Thank you for your investigation into this!
Just for completeness, I've confirmed it's a problem only in REPL, not in
compiled Spark programs.
But within REPL, a direct consequence of non-same classes after
serialization/deserialization also means that lookup() doesn't work:
scala> class C(val s:String) extends Serializable {
| override def equals(o: Any) = if (o.isInstanceOf[C])
o.asInstanceOf[C].s == s else false
| override def toString = s
| }
defined class C
scala> val r = sc.parallelize(Array((new C("a"),11),(new C("a"),12)))
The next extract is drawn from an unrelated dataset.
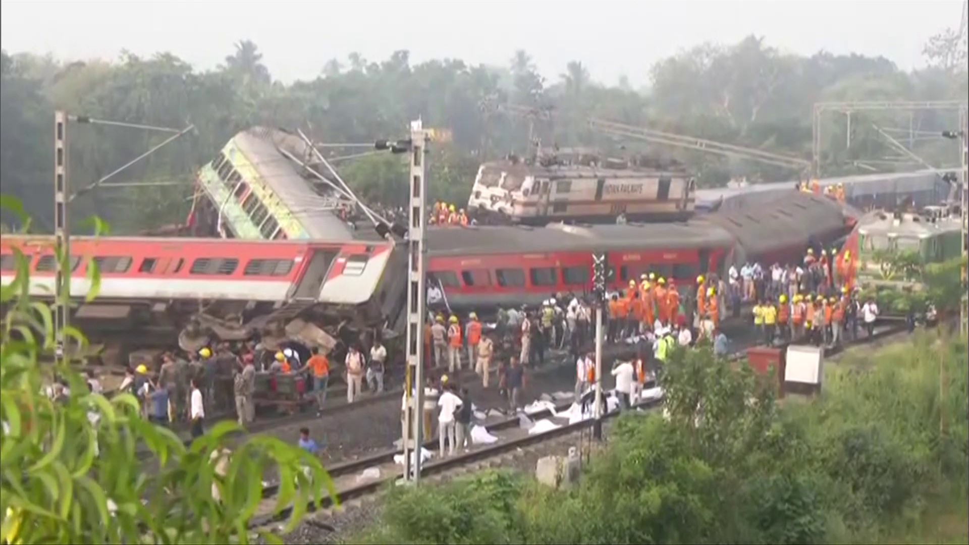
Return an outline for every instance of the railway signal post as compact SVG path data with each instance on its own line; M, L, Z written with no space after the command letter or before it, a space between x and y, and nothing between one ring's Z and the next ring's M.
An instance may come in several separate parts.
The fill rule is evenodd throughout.
M71 232L68 204L71 200L67 178L67 113L54 112L54 359L57 364L69 360L66 336L71 319ZM66 271L65 271L66 266Z
M389 143L377 142L378 150L391 153L410 153L411 176L409 191L410 225L407 234L407 378L404 385L404 425L402 427L401 450L404 455L404 480L418 483L421 479L421 450L422 440L423 414L423 326L426 319L426 289L424 287L424 257L426 254L425 232L427 210L425 197L424 158L429 131L423 129L421 121L411 123L409 141Z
r: org.apache.spark.rdd.RDD[(C, Int)] = ParallelCollectionRDD[3] at parallelize
at <console>:14
scala> r.lookup(new C("a"))
<console>:17: error: type mismatch;
found : C
required: C
r.lookup(new C("a"))
^
On Tuesday, May 13, 2014 3:05 PM, Anand Avati <[email protected]> wrote:
On Tue, May 13, 2014 at 8:26 AM, Michael Malak <[email protected]> wrote:
Reposting here on dev since I didn't see a response on user:
>
>I'm seeing different Serializable behavior in Spark Shell vs. Scala Shell. In
>the Spark Shell, equals() fails when I use the canonical equals() pattern of
>match{}, but works when I subsitute with isInstanceOf[]. I am using Spark
>0.9.0/Scala 2.10.3.
>
>Is this a bug?
>
>Spark Shell (equals uses match{})
>=================================
>
>class C(val s:String) extends Serializable {
> override def equals(o: Any) = o match {
> case that: C => that.s == s
> case _ => false
> }
>}
>
>val x = new C("a")
>val bos = new java.io.ByteArrayOutputStream()
>val out = new java.io.ObjectOutputStream(bos)
>out.writeObject(x);
>val b = bos.toByteArray();
>out.close
>bos.close
>val y = new java.io.ObjectInputStream(new
>java.io.ByteArrayInputStream(b)).readObject().asInstanceOf[C]
>x.equals(y)
>
>res: Boolean = false
>
>Spark Shell (equals uses isInstanceOf[])
>========================================
>
>class C(val s:String) extends Serializable {
> override def equals(o: Any) = if (o.isInstanceOf[C]) (o.asInstanceOf[C].s ==
>s) else false
>}
>
>val x = new C("a")
>val bos = new java.io.ByteArrayOutputStream()
>val out = new java.io.ObjectOutputStream(bos)
>out.writeObject(x);
>val b = bos.toByteArray();
>out.close
>bos.close
>val y = new java.io.ObjectInputStream(new
>java.io.ByteArrayInputStream(b)).readObject().asInstanceOf[C]
>x.equals(y)
>
>res: Boolean = true
>
>Scala Shell (equals uses match{})
>=================================
>
>class C(val s:String) extends Serializable {
> override def equals(o: Any) = o match {
> case that: C => that.s == s
> case _ => false
> }
>}
>
>val x = new C("a")
>val bos = new java.io.ByteArrayOutputStream()
>val out = new java.io.ObjectOutputStream(bos)
>out.writeObject(x);
>val b = bos.toByteArray();
>out.close
>bos.close
>val y = new java.io.ObjectInputStream(new
>java.io.ByteArrayInputStream(b)).readObject().asInstanceOf[C]
>x.equals(y)
>
>res: Boolean = true
>
Hmm. I see that this can be reproduced without Spark in Scala 2.11, with and
without -Yrepl-class-based command line flag to the repl. Spark's REPL has the
effective behavior of 2.11's -Yrepl-class-based flag. Inspecting the byte code
generated, it appears -Yrepl-class-based results in the creation of "$outer"
field in the generated classes (including class C). The first case match in
equals() is resulting code along the lines of (simplified):
if (o isinstanceof Cstr && this.$outer == that.$outer) { // do string compare
// }
$outer is the synthetic field object to the outer object in which the object
was created (in this case, the repl environment). Now obviously, when x is
taken through the bytestream and deserialized, it would have a new $outer
created (it may have deserialized in a different jvm or machine for all we
know). So the $outer's mismatching is expected. However I'm still trying to
understand why the outers need to be the same for the case match.